Nehru was aiming at communalists but, it holds good for the Congress also. Muslims are returning to the Congress but, this time they would ask for more share in the Congress pie. The Congress has not found the language and action plan under which without appeasing minorities for narrow gains of votes it can bring them into the mainstream. This is the Congress's prime duty because BJP, the next party, is not even giving nominal representation to Muslims within the party or in the power structure where they are in power.

Six: Right now, 19-year-old Ruchika's molestation case is haunting us.  It is a national shame and painful to see how at every step corruption, nepotism and blackmail had worked within the system and the establishment. Some of the major culprits who supported guilty police officer Rathore are all Congressmen.

Ruchika was molested by a police officer and her parents could not file even an FIR. This is the manifestation of what in the 1980s we called 'Congress culture'. Salute to Rajiv Gandhi when he spoke in his 1985 speech that, 'Turn to the great institutions of our country and you will see that too often, behind, their imposing facades, the spirit and substance lack vitality. The work they do sometimes seem strangely irrelevant to the primary concerns of the masses. Attempts are made to taint the electoral process at its very source.

'Issues of crucial national importance are frequently subordinated to individual sectional and regional interests. Our legislatures do not set standards for other groups to follow; they magnify manifold the conspicuous lack of a social ethic. A convenient conscience compels individuals to meander from ideology, to ideology seeking power, influence and riches. Political parties twist their tenets, enticed by opportunism.

'And what of the iron frame of the system, the administrative and the technical services, the police and the myriad functionaries of the State? They have done so much and can do so much more, but as the proverb says there can be no protection if the fence starts eating the crop.
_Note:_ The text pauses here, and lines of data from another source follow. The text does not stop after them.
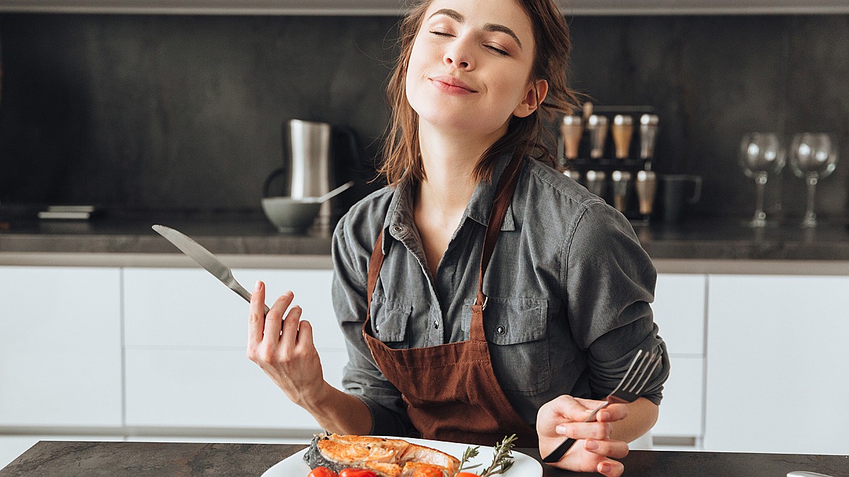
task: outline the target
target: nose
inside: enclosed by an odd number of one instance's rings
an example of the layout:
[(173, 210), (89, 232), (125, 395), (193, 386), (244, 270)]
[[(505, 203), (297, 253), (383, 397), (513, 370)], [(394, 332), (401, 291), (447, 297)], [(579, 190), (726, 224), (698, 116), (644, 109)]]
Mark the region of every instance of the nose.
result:
[(459, 36), (446, 49), (442, 61), (458, 70), (470, 71), (475, 69), (475, 58), (469, 39)]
We have government servants who do not serve but oppress the poor and the helpless, police who do not uphold the law but shield the guilty, tax collectors who do not collect taxes but connive with those who cheat the State and whole legions Whose only concern is their private welfare at the cost of society. They have no work, ethic, no feeling for the public cause, no involvement in the future of the nation, no comprehension of national goals, no commitment to the values of modern India. They have only a grasping, mercenary outlook, devoid of competence, integrity and commitment.'

He had angrily said: 'The best lack all conviction and the worst are full of passionate intensity."

It is not difficult to explain why the Congress is going strong in the electoral battlefield and the Congress government is enjoying power without any real opposition even as the national institutions are getting weaker and weaker. This is so because Congress doesn't have moral fibre to throw out of the system weak and corrupt leaders when they flout rules.
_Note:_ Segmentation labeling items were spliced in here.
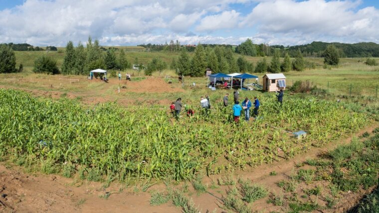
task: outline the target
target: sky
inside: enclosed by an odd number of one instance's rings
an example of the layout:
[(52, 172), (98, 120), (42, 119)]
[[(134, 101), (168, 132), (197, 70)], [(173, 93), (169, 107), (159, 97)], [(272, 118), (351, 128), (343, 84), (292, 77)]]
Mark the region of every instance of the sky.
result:
[(379, 1), (0, 0), (0, 43), (379, 43)]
Congress has forsaken its role as the freedom fighter. Gandhiji had said Congress was a fighting machine. Now, for the young and the upwardly mobile, the Congress machinery is the passport to make money. One look at the first time elected young MPs background will tell you more.

It is a matter of national regret that every word that Rajiv Gandhi spoke in his greatest moment when Congress was 100 years old, is much more true and relevant today when the Congress is 125.